Faisant partie du cours supérieur du Nil, la rivière Muvumba située dans le district de Nyagatare est l’un des principaux cours d’eau tant par sa taille que par son importance économique au Rwanda. Son cours supérieur fournit de l’eau pour les plantations de thé dans les hautes altitudes du Nord, tandis que son cours inférieur sert et facilite l’irrigation des rizières, du maïs, d’autres cultures, et fournit de l’eau douce aux éleveurs.
Avec le soutien financier de la Banque mondiale, le Gouvernement rwandais a construit en 2015 un barrage et un réservoir d’eau pour US$ 10 millions pour aider les agriculteurs à faire face aux deux principales saisons sèches les plus rudes qui varient entre 3 et 5 mois.
Aujourd’hui, le barrage joue un rôle vital dans le district. I améliore la sécurité hydrique, énergétique, alimentaire et nutritionnelle en exploitant les ressources en eau pour l’irrigation, l’utilisation domestique, l’élevage et la production d’hydroélectricité, tout en assurant la durabilité des ressources et en renforçant la résilience face au changement climatique, et la variabilité.
Le projet fournit actuellement de l’eau potable à plus de trois cent mille (300 000) personnes et garantit que 7 380 hectares de terres agricoles sont irrigués pendant que les éleveurs peuvent faire paître et nourrir leur bétail.
Muhire Ganza, père de quatre enfants et propriétaire de deux parcelles de terres agricoles dans le secteur de Rukomo, est l’un des bénéficiaires qui en récoltent les fruits. Il cultive à la fois du riz et du maïs pour la consommation domestique et vend le reste au marché.

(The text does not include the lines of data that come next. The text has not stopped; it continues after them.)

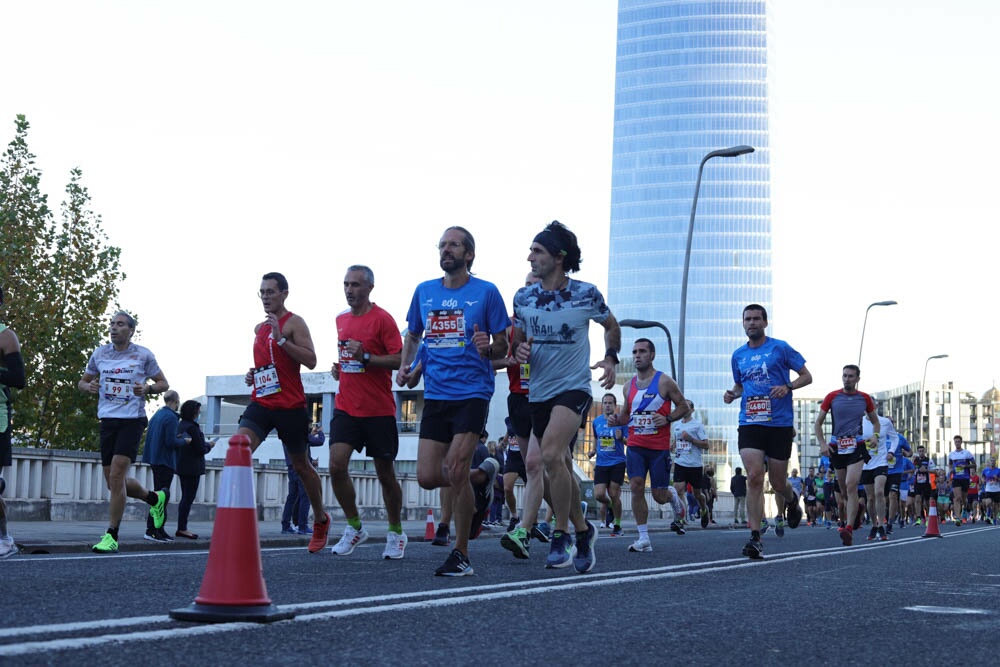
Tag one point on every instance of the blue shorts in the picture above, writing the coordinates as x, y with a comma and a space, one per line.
640, 461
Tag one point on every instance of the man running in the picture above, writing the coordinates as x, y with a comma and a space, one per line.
364, 415
11, 376
609, 466
847, 447
553, 318
653, 402
962, 464
282, 344
117, 373
463, 323
761, 375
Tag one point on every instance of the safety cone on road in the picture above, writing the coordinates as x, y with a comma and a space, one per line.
932, 526
233, 588
429, 530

Il dit que le barrage et le système d’irrigation changent des vies à Nyagatare et que c’est un changement important. La saison dernière, il a profité avec jubilation d’une récolte exceptionnelle de sept tonnes dont trois tonnes de riz et de maïs respectivement, grâce au système d’irrigation par aspersion.

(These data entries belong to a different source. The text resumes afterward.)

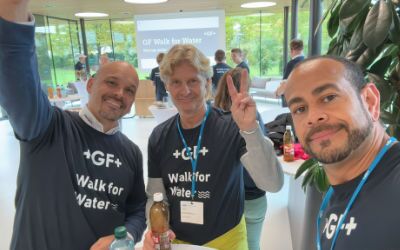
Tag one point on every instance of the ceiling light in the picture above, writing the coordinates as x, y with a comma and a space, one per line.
258, 4
91, 14
145, 1
262, 14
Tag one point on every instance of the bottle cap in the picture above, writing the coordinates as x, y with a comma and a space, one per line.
158, 197
120, 232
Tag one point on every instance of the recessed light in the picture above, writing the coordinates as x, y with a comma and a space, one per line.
262, 14
258, 4
91, 14
145, 1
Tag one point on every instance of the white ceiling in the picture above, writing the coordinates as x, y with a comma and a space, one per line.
120, 9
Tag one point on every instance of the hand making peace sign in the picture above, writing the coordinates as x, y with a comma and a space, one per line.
243, 107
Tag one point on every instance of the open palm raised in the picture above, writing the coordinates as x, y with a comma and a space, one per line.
243, 106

« Le projet a amélioré l’accès à l’eau potable et à l’irrigation, augmenté la production agricole et animale, ainsi que les revenus des agriculteurs. Avec les bénéfices de la vente de ses produits, le revenu supplémentaire lui a permis d’acheter du bétail et de payer les frais de scolarité et l’assurance médicale de ses enfants », a-t-il souligné.
Aujourd’hui, le projet profite au développement de l’agriculture dans les secteurs de Tabagwe, Gatunda, Karama, Rukomo, Nyagatare, Rwempasha, Musheri et Rwimiyaga.
Outre Muhire, Vincent Masengesho, un éleveur reconnaissant, dit qu’avant, ils nourrissaient le bétail avec de l’eau non propre d’Umuyanja, une petite rivière entre le Rwanda et l’Ouganda. Il a expliqué qu’ils parcouraient une longue distance à la recherche d’eau et qu’ils n’étaient pas productifs.
La FAO a contribué à résoudre les disputes entre éleveurs et agriculteurs en matière d’utilisation de l’eau.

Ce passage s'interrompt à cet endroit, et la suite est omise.